Spear cited ATA’s legal victories in federal court over the state of Rhode Island and it’s truck-only tolling and the Biden administration’s employer-based vaccine mandate, as “impactful and historic.”
Spear also pointed to ATA’s influence in helping push through the Infrastructure Investment and Jobs Act (IIJA), which includes investment in roads and bridges and workforce development programs like a pilot program for younger commercial drivers.
“Good outcomes take time, and this bill was no exception,” Spear said. “The IIJA is not only a benefit to our roads and bridges, but also for our workforce. After years of building bipartisan support for properly training and hiring younger talent under the Drive Safe Act, the IIJA included a national program that does just that.

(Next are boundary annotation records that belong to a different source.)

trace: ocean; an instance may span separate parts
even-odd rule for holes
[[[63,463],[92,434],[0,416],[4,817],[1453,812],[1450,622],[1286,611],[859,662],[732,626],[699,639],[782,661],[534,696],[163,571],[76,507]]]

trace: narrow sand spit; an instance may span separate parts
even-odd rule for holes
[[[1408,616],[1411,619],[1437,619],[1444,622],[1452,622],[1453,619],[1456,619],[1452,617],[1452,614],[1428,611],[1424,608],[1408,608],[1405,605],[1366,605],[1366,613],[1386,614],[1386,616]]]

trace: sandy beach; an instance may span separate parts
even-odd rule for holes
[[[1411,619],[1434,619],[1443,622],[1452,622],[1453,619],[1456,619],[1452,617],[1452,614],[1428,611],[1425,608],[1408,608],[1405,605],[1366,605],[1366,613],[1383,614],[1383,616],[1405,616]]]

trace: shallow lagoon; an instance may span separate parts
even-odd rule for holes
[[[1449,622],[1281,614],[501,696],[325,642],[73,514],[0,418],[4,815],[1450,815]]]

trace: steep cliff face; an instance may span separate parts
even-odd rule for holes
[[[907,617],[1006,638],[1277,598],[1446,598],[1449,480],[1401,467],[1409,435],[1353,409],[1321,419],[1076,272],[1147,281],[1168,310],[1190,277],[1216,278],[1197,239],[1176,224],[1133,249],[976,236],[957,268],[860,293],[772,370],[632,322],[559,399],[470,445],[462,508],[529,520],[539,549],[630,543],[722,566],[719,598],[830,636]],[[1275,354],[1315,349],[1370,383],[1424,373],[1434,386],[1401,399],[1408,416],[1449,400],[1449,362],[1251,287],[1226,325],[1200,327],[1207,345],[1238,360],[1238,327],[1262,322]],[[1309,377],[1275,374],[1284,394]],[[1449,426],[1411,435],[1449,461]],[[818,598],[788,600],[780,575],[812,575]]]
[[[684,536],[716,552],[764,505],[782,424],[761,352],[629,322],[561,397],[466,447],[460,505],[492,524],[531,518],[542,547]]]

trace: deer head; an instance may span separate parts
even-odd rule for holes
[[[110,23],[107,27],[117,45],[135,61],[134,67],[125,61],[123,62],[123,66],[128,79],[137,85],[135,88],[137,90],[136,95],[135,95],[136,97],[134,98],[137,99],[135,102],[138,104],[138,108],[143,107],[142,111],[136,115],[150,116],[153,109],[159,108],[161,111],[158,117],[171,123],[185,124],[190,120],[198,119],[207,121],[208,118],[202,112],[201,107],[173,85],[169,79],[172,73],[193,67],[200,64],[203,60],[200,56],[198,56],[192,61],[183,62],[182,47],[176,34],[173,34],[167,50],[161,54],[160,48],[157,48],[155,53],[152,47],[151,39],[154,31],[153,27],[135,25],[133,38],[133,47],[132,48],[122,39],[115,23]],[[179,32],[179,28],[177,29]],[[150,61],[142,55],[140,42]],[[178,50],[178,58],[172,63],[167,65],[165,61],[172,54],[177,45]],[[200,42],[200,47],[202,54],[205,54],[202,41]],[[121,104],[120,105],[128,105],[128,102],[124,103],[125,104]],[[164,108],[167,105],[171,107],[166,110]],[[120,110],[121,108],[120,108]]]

The nay-sayers can whine all they want, but this is a step toward safety, not away.”
Spear said ATA would continue to press new efforts attract women to the industry.
The Women In Motion program, he said, adds new emphasis on the role women play in the trucking industry. “What makes this program unique is its ability to turn barriers to entry into solutions for recruitment,” he said. “Improving the safety and security for our workforce, including well-lit parking, has a direct correlation on attracting more women into our driver force.”
Through ATA, Spear also seeks to develop “national standards with the EPA, avoiding a state-driven patchwork of unachievable mandates and timelines, and endless and costly litigation,” he said.
“Sixty-six trucks today emit what just a single truck emitted back in 1988 – that’s innovation at its best. Our working hand-in-glove with the EPA to issue emissions reduction rules has shaped realistic targets and timelines and ensured that equipment has been thoroughly tested. And your investments in automation and alternative energy sources will only ensure that trucking drives future growth and outcomes.”
The agency will also continue its fight against lawsuit abuse.
“With six states having already enacted lawsuit abuse legislation, the ATA federation is using its reach in every state to put the plaintiffs’ bar on defense,” he said. “We now have 11 more state associations preparing legislation that will further shape a landscape where jury decisions are driven by facts, not Powerball payoffs.”
Spear also has ATA’s sights set on the repeal of the Federal Excise Tax on heavy trucks – “a tax founded just shortly after the Titanic sank,” he said, that adds about $25,000 to the purchase price of a new truck.